Neil Hopcroft

A digital misfit

In the longer term, CAFE is a deadly blood-for-oil trade-off…It’s lethal effects on vehicle safety were documented in the National Research Council’s 2001 study, which found that its downsizing incentive contributes to 2,000 deaths annually. Its sponsors may pretend otherwise, but the Boehlert-Markey bill would make that death toll even worse.”

…because as we all know that its small cars that get people killed on the roads, not bad drivers…


7 comments

  1. Perhaps the people in the smaller cars ought to carry guns in order to even out the odds? That solution will surely appeal to an organisation like that.

    • Or we could make them have explosives that trigger when they get hit by something significant, causing enough collateral damage that the insurance goes up for everyone…? Think of it as a kind of retstrike, if I’m gonna die in this accident I’ll at least take someone else with me…

      No, I think the answer is to push up the price of petrol to the point that it makes sense to drive a smaller car.

      • Which seems to be what’s suggested in the 2002 CEI study Short- And Long-Range Impacts Of Increases In The Corporate Average Fuel Economy Standard.
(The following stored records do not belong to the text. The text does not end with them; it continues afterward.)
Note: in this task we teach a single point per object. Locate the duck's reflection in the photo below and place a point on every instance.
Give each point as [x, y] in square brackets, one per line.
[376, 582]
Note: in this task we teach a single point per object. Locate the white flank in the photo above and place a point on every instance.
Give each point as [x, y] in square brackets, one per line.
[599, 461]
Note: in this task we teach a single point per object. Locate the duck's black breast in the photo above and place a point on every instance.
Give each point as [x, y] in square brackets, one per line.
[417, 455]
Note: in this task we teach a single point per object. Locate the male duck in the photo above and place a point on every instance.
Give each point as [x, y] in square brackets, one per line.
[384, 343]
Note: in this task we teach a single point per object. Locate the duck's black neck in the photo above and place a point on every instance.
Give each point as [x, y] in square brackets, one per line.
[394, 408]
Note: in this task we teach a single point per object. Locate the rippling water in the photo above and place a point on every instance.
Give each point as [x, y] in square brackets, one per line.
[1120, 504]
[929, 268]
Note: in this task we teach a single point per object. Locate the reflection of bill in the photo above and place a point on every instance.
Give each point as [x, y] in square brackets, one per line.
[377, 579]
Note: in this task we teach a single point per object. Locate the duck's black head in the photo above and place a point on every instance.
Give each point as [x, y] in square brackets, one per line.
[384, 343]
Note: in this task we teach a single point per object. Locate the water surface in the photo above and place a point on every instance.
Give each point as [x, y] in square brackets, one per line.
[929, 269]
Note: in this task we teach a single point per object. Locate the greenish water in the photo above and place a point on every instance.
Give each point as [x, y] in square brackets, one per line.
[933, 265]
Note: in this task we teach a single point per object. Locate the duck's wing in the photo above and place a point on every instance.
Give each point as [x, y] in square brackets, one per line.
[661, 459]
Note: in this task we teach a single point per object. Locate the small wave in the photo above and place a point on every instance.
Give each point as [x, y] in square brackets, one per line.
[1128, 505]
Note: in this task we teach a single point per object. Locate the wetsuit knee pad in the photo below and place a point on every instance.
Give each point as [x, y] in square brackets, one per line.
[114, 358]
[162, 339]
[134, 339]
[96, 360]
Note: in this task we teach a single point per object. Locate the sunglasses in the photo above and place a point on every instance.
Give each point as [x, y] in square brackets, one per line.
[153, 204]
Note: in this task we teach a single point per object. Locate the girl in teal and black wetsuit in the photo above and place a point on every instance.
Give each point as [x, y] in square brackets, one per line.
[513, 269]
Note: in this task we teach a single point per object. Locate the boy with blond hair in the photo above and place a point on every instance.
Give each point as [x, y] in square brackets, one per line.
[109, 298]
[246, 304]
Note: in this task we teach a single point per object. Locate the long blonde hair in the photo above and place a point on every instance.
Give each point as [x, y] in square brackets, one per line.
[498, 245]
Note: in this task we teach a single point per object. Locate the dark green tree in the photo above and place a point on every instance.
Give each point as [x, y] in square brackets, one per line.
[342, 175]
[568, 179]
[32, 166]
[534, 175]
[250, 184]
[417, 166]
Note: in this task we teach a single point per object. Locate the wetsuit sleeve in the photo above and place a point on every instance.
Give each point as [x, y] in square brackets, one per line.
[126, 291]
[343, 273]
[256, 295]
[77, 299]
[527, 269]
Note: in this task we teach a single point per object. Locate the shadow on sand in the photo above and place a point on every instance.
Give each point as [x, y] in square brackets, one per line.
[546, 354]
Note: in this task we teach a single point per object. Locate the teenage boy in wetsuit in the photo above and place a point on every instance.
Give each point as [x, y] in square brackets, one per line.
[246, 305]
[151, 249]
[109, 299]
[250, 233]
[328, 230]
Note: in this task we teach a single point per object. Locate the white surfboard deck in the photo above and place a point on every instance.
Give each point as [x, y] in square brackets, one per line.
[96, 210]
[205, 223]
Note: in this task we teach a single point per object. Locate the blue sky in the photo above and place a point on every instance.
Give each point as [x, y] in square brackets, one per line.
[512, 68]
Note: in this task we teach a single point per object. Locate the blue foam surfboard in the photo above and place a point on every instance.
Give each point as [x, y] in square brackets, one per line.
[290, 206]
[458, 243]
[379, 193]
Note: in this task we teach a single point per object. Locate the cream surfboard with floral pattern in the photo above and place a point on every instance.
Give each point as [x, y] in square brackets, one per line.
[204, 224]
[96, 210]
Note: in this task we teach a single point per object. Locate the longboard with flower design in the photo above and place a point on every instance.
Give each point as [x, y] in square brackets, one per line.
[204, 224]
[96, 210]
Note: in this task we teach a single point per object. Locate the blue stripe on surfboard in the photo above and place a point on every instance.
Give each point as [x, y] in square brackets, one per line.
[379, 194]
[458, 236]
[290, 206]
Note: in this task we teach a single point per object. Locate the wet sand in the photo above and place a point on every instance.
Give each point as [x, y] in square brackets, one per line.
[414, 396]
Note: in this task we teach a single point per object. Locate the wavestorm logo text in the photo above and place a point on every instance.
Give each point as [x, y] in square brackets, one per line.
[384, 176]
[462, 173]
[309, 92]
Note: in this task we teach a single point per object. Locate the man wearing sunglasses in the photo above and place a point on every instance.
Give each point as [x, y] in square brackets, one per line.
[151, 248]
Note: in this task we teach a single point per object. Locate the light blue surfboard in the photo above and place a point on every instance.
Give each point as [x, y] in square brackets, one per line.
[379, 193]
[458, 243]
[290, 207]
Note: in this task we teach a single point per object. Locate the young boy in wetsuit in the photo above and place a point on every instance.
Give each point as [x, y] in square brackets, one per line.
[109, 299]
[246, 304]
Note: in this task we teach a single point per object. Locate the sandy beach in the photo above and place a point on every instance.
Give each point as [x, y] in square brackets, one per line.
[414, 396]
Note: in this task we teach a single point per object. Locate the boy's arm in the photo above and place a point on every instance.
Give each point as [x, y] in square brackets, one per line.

The basic idea is that raising the CAFE Standard would result in a much higher ‘cost to society’ (whatever that means) than saving the same amount of fuel by increasing tax on gasoline.

        Also interested to note that the “lethal effects on vehicle safety” documented in the National Research Council’s 2001 study weren’t referring to an increase in fatalities, but to a smaller reduction than would otherwise have been expected.
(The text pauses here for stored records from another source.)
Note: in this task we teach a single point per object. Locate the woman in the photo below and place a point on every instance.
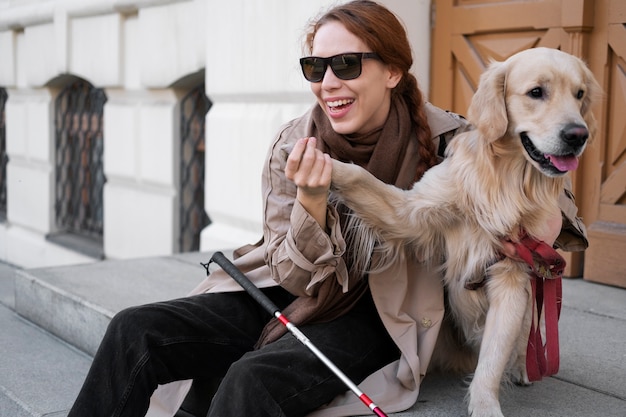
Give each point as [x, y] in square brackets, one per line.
[378, 328]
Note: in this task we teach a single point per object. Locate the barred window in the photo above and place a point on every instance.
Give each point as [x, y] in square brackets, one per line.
[79, 166]
[4, 159]
[193, 218]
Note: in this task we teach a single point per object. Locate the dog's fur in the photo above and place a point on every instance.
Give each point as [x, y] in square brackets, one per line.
[532, 121]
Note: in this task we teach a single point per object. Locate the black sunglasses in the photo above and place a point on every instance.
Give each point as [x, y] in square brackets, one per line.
[345, 66]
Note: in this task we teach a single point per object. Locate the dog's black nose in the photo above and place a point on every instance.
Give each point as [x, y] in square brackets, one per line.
[574, 134]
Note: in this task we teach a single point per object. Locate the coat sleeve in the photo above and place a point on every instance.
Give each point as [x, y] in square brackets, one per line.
[300, 254]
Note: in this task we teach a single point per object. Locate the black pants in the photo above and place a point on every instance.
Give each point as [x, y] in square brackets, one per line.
[212, 336]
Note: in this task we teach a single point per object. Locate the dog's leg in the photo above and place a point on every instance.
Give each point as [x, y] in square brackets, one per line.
[520, 374]
[506, 291]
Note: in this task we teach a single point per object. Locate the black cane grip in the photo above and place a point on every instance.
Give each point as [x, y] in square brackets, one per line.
[246, 284]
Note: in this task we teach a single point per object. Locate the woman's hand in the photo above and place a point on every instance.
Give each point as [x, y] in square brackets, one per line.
[310, 169]
[551, 232]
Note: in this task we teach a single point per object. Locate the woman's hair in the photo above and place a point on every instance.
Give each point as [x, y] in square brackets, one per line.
[385, 35]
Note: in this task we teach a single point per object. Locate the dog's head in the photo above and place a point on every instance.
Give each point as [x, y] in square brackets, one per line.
[541, 99]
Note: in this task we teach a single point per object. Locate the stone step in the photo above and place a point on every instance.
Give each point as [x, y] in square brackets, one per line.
[40, 375]
[76, 303]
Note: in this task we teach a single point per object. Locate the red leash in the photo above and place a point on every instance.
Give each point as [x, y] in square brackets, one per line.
[546, 274]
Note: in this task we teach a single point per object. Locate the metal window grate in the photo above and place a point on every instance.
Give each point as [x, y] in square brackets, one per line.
[79, 166]
[4, 159]
[193, 218]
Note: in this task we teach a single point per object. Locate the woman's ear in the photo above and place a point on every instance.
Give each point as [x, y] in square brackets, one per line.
[395, 75]
[487, 110]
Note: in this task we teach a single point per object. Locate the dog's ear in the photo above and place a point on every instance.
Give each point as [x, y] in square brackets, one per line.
[593, 93]
[487, 111]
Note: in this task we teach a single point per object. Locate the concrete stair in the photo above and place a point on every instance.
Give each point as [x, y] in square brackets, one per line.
[52, 320]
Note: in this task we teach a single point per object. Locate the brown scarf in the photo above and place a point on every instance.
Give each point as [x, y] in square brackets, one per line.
[381, 152]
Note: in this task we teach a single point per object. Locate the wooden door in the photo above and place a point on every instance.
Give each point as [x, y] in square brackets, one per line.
[467, 34]
[604, 172]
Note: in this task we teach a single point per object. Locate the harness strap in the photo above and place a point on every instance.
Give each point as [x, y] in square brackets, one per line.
[546, 280]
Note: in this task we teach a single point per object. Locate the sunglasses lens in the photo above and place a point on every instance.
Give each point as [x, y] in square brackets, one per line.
[313, 69]
[346, 66]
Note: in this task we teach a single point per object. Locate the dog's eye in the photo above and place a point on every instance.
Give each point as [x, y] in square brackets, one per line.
[536, 92]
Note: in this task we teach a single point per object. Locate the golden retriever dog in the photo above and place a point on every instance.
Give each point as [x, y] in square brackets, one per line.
[532, 121]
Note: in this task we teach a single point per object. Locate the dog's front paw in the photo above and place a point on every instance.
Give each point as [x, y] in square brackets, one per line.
[484, 405]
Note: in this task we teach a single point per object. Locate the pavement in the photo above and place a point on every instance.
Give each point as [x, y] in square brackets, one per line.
[52, 320]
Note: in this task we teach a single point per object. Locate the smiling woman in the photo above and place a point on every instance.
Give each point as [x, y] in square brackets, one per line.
[312, 263]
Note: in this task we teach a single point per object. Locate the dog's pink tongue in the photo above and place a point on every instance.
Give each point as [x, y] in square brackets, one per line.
[564, 163]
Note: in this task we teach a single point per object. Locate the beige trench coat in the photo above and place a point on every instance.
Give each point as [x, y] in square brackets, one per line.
[409, 297]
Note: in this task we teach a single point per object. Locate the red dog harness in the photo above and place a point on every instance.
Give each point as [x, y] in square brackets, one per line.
[546, 274]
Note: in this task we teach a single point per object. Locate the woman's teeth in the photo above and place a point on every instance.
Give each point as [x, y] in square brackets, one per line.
[338, 103]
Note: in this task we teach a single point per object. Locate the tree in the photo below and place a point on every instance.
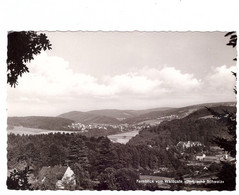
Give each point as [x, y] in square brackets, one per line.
[228, 170]
[18, 180]
[22, 46]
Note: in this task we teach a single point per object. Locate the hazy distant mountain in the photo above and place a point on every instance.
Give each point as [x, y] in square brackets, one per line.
[124, 114]
[110, 116]
[197, 126]
[40, 122]
[177, 112]
[87, 118]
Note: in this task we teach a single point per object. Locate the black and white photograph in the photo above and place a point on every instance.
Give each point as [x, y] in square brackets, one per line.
[120, 110]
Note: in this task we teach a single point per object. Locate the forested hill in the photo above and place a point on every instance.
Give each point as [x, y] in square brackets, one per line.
[40, 122]
[175, 112]
[89, 118]
[197, 126]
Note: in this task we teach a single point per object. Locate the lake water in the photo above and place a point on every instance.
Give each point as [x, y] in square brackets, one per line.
[123, 138]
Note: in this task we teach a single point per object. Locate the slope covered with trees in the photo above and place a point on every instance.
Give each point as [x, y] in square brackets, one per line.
[198, 126]
[40, 122]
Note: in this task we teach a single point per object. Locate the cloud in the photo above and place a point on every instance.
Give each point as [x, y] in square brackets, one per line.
[173, 79]
[221, 79]
[52, 82]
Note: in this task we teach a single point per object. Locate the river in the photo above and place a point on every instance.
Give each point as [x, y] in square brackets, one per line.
[123, 138]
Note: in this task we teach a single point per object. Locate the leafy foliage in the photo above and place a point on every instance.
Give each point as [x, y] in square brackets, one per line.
[18, 180]
[22, 46]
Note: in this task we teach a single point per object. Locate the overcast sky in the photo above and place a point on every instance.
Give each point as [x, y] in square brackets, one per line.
[125, 70]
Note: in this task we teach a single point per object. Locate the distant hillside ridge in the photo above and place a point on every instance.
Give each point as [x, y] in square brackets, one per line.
[40, 122]
[177, 112]
[89, 118]
[200, 126]
[124, 114]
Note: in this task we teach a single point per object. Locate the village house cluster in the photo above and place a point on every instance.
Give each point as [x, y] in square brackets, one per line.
[122, 127]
        “Although many general indicators of motor vehicle travel safety improved during that period (e.g., the fatality rate per vehicle mile traveled), the preponderance of evidence indicates that this downsizing of the vehicle fleet resulted in a hidden safety cost, namely, travel safety would have improved even more had vehicles not been downsized.”

        And not all the authors of the paper agreed with this interpretation.

        Presumably the desired outcome is to have cars that are both safe and fuel-efficient. I’d certainly expect a (significant) increase in fuel prices to lead to demand for more fuel-efficient vehicles. Don’t know to what extent safety considerations affect people’s purchasing decisions, and whether this might be a more relevant area for legislation…

        • That mostly seems to be conjecture, not an explicit ‘2000 people died’ as was suggested by the original article. Seems also that if everyone were to downsize vehicles then the size differential that is a factor in a lot of accidents is removed…if you’re in the smallest car on the road your at greatest risk in an accident, if everyone is in the same size car everyone carries the same risk.

          I guess safety is exposed to the public in the form of insurance costs.

          btw “National Research Council’s 2001 study” doesn’t link to anything…

          • The economist would say no, theres no need, just let the market do the right thing….I think theres a place for legislation but maybe thats not in the obvious place. When we think of safety regulations for cars we think crash test dummies and high speed film footage, I think they do a useful job, but perhaps if we include real insurance data from real accidents then make some kind of ‘insurance tax’ that punishes people who drive the kinds of cars that are involved in a lot of fatal accidents. I’m not quite sure how that’d work but I think significantly increasing the cost to insurance companies of ambulance callouts to RTAs would be a start.